At the time, several states were seriously considering giving women the right to vote (though the reasons why weren't always commendable), but it would be years before the passage of the 19th Amendment secured women across the country a voice in politics. In fact, it was Rankin’s hard work as an activist and lobbyist that got the 1914 Montana state legislature to grant women the right to vote in her home state, according to her biography at the U.S. House of Representatives. But that still wasn’t enough for her, and a few years later Rankin ran to represent Montana in Congress.

“I tell these young women that they must get to the people who don’t come to the meetings,” Rankin said in 1973, just before her death, Josh Zeitz reports for Politico. “It never did any good for all the suffragettes to come together and talk to each other. There will be no revolution unless we go out into the precincts. You have to be stubborn. Stubborn and ornery.”

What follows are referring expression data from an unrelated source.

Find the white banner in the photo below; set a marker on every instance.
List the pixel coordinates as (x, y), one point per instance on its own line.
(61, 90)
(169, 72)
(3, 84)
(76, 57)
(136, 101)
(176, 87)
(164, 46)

That sentiment rang true when she first ran for office. Rankin was well-known among Montana’s political world for her tenacity in reaching out to voters and swaying them, with a reputation for traveling to far-off communities and visiting places some thought unsavory in an effort to sway citizens to back her, Zeitz reports. All that hard work paid off in 1916, when Rankin was officially elected as the first female member of Congress.

“I may be the first woman member of Congress, but I won’t be the last,” she said after hearing the news, according to her biography for the House of Representatives.

True to form, Rankin’s time in Congress was defined by her dedication to women’s equality. She fought for an early, unsuccessful attempt at adding the right to vote to the Constitution, and was instrumental in initiating the legislation that would become the 19th Amendment. (Her vote on the original House resolution made Rankin, as she later noted, “… the only woman who ever voted to give women the right to vote.” ) However, her gender wasn’t the only controversial thing about her: a dedicated pacifist, Rankin was one of the few members of Congress to vote against entering World War I. That decision effectively destroyed her chance for reelection and followed her on her subsequent campaign for one of Montana’s seats in the Senate, according to the Senate Historical Office.

Still, Rankin was undeterred. She continued to be active in the political sphere, and later won a second round in the House of Representatives in 1940, partly because of her staunchly anti-war stance. But once again, her dedication to peace cost her politically: even after the Japanese Navy attacked Pearl Harbor, she refused to go along with the war effort, casting the single vote against entering World War II, according to the Office of the Historian of the House of Representatives.

For the rest of her life, Rankin continued to be an active voice in politics as women became more and more common in government positions from the local to the federal level. After spending several decades abroad, she spent her final days in the U.S., watching the Watergate hearings on television, Zeitz reports. She had no idea that one of the many attorneys working for the House Judiciary Committee on the case—a lawyer by the name of Hillary Rodham—would later take the biggest swing yet at shattering the glass ceiling that Rankin had cracked.